I thank the Speaker for, as always, managing the House business with a great deal of dignity, tact and strength. We thank her for her service to the country in the Speaker's chair.
I have another very eloquent letter from Manitoba. We have mentioned the issue of manual labour a number of times. It was mentioned earlier when I quoted a gentleman who works with floor installers.
Yesterday we heard from a number of people from the manual trades. Manual workers wrote in because the budget talks about raising the retirement age from 65 to 67. They say that is provoking profound hardship in the lives of so many future seniors who have worked all their lives in the manual trades and whose bodies simply cannot give any more.
Earlier today I cited a profoundly eloquent letter from a constituent in the Annapolis Valley who said very clearly that, with the government's actions in raising the retirement age, she foresees many more seniors late in their lives having to go out into the blueberry fields to pick berries as a way to keep a roof over their heads. It is shameful that the government is even contemplating forcing that skyrocketing level of poverty that will become commonplace in Canada as a result of deliberate government policies.
We are hearing these eloquent augments from Canadians across the country who are just expressing themselves and they are doing it through us by emails, tweets and postings on Facebook. They are asking the government to please listen to them because what it is doing will profoundly impact their lives negatively. They are telling the government that it is forcing them to work two years longer, if they can, and, if they cannot, they will be forced to live in poverty. The government is giving them the worst of possible choices. After giving all of their lives to their community and their country, the government is raising the retirement age from 65 to 67.

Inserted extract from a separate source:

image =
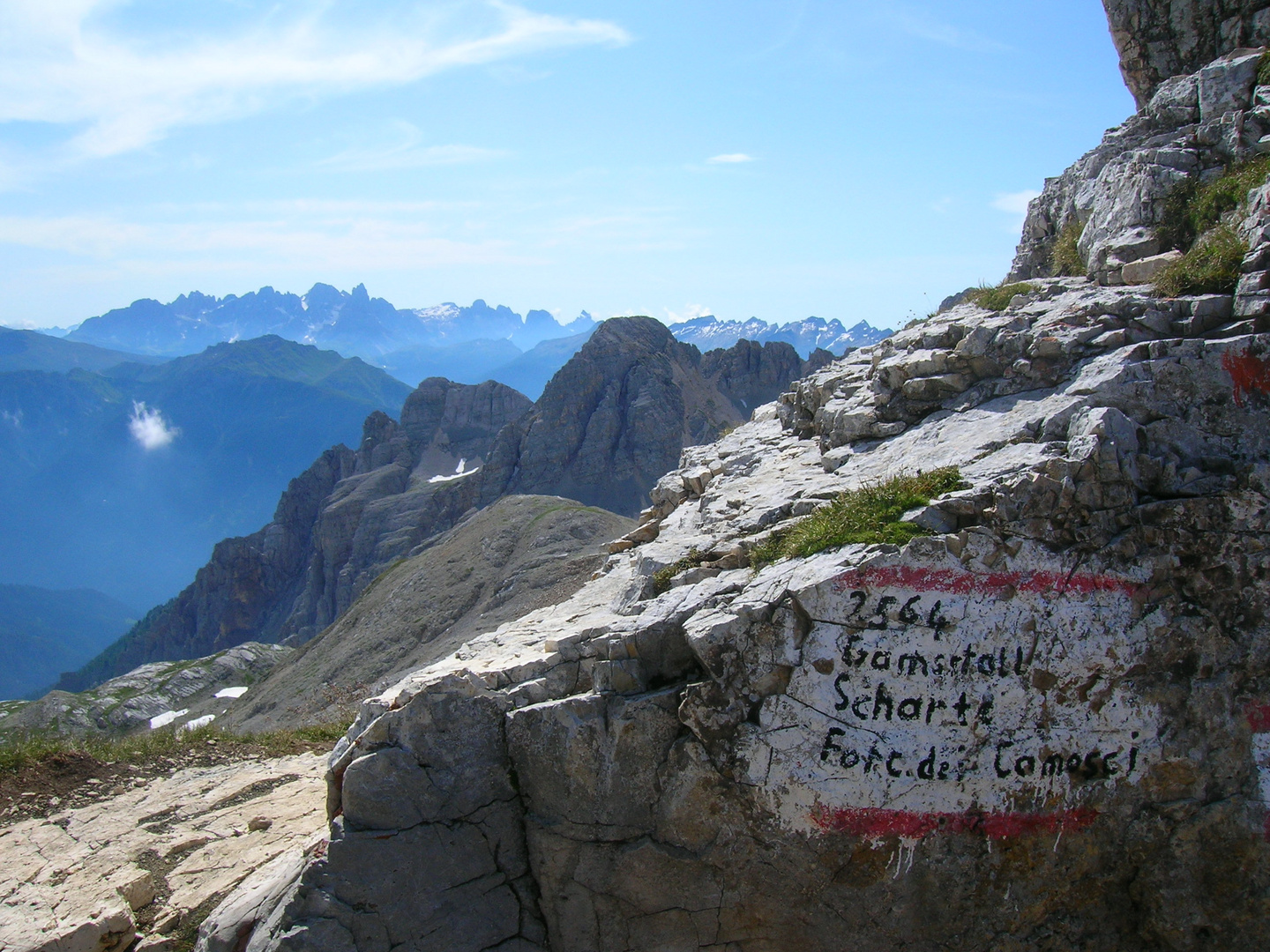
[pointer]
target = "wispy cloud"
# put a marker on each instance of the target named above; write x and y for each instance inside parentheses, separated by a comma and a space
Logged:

Members will recall that we had the analysis that actually showed that the government is simply wrong when it says that OECD countries are raising the retirement age to 67. My NDP colleagues will recall that we were actually only talking about a handful of countries. Yes, there are some countries that have raised the retirement age, but they did not raise it from 65 to 67. They raised it from 62 or 63 to 65. Canada is off-side with the vast majority of industrialized countries in the OECD because what we are doing is out of step. Three-quarters of the countries in the OECD have 65 or under as the retirement age. Canada, under the Conservative government, is showing a disrespect to seniors that few other countries have shown.